Ich habe heute mal den Ertrag der Einzelpanels kontrolliert und war überrrascht welchen großen Unterschied im Ertrag nur ein kleiner Unterschied in der Neigung macht.
Heute haben wir einen schönen Sonnentag und mittags um 12Uhr habe ich folgenden Ertrag.
Die Panels sind auf dem Dach der Gartenhütte fest nach Süden 0° ausgerichtet.
Die beiden äußeren Panels haben eine Neigung von 8°, die beiden inneren von 15°.
Bei Wintersonne zur Mittagszeit macht der Unterschied von den leicht stärker geneigten Panels ca. 40% Mehrertrag aus.
Bei bewölktem Wetter und Streulicht machen dafür die flacher stehenden Panels so 5% mehr als die stärker geneigten.
Dann ist der unterschied zwischen 8 und 15 grad bei Wintersonne aber nicht verwunderlich.
Mit den 13 Grad Erhebung der sonne zu mittag macht das einen winkel von 20 und 28 Grad, in dem Bereich ist noch sinx gleich x, und 28 zu 20 sind genau 40 % mehr.
Das ist rechnerisch offensichtlich nachvollziehbar.
Für die Intuition sind solche Winkelunterschiede und die daraus resultierenden Ertragsdifferenzen gerade in der Anschauung schwer nachvollziehbar.
Deshalb war dieser hohe Ertragsunterschied für mich schon überraschend.
mach ein Foto aus Richtung der Sonne und betrachte darauf die scheinbare Fläche der Module. Sie haben darauf die gleiche Breite aber einen Höhenunterschied von fast 2zu1
Deswegen gleicht sich das im Winter auf lange Sicht vermutlich aus. Bei direkter Sonne haben die steiler aufgeständerten halt deutlich mehr Ertrag, bei Streulicht (das ist wohl der überwiegende Teil des Winters) liegen die flacheren etwas vorn. Das ist doch so eine gesunde Mischung!

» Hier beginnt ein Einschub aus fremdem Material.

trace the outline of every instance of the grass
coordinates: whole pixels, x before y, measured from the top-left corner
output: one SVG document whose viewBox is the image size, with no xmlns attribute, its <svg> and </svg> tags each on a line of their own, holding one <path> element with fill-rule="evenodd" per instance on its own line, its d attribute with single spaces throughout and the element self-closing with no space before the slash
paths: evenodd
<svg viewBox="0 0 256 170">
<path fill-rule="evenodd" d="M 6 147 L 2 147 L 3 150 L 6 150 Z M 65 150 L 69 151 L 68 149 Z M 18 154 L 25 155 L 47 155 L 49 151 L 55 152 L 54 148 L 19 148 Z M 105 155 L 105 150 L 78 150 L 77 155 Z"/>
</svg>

Und ein wichtiger Punkt ist noch: Bei viel Sonne, mangelt es eher nicht an Leistung, aber bei Schwachlicht kommt es auf die Performance an!

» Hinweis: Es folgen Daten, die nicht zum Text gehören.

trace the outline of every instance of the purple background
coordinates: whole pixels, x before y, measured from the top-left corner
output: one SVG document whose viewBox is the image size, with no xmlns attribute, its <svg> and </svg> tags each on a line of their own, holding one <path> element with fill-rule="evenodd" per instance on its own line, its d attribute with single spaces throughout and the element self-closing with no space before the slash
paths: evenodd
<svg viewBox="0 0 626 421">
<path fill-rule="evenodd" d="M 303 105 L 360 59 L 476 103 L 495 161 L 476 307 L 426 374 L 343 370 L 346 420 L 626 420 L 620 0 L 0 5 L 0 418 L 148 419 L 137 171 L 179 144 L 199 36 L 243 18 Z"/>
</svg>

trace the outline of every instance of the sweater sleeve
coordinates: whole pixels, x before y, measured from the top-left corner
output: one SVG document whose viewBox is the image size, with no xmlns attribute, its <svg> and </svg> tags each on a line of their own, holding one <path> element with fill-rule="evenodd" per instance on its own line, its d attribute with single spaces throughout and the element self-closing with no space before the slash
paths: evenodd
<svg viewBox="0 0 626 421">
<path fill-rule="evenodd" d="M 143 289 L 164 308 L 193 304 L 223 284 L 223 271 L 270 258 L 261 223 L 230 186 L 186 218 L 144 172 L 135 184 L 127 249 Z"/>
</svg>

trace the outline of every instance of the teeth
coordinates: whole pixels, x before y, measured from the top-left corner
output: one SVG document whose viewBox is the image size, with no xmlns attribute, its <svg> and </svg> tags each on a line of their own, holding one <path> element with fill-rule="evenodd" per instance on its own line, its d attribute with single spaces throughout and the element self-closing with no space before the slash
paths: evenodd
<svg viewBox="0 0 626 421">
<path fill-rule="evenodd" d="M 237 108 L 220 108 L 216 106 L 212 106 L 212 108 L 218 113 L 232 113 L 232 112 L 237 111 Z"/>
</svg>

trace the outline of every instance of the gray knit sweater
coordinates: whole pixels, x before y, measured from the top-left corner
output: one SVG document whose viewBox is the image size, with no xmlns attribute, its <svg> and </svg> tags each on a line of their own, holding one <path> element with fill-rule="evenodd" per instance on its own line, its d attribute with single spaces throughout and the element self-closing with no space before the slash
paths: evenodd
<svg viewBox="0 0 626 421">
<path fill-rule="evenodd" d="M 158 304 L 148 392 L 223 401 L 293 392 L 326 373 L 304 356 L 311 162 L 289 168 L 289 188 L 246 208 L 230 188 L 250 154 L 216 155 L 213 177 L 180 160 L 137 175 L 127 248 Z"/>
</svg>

Bei mir mangelt es immer an Leistung wg. Vermieter. Guter Ertrag mit 1x 600W Panel 75° auf SO. Die weit größere installierte Leistung nachmittags bringt kaum was, weil die Sonne hinterm Berg verschwindet
Einfach mal überschlagen. 5% gegenüber 40% gleichen sich in der 8-fachen Zeit aus. Bei angenommenen 90 Sonnenstunden im Januar, sind das 720 Stunden Streulicht, pro Tag 23 Stunden. Zusammen mit den 3 Stunden Sonnenschein also 26 Stunden am Tag Licht für den Ausgleich.
Aber selbst dann wird daraus nichts, denn es sind +5% von deutlich weniger als bei den +40%.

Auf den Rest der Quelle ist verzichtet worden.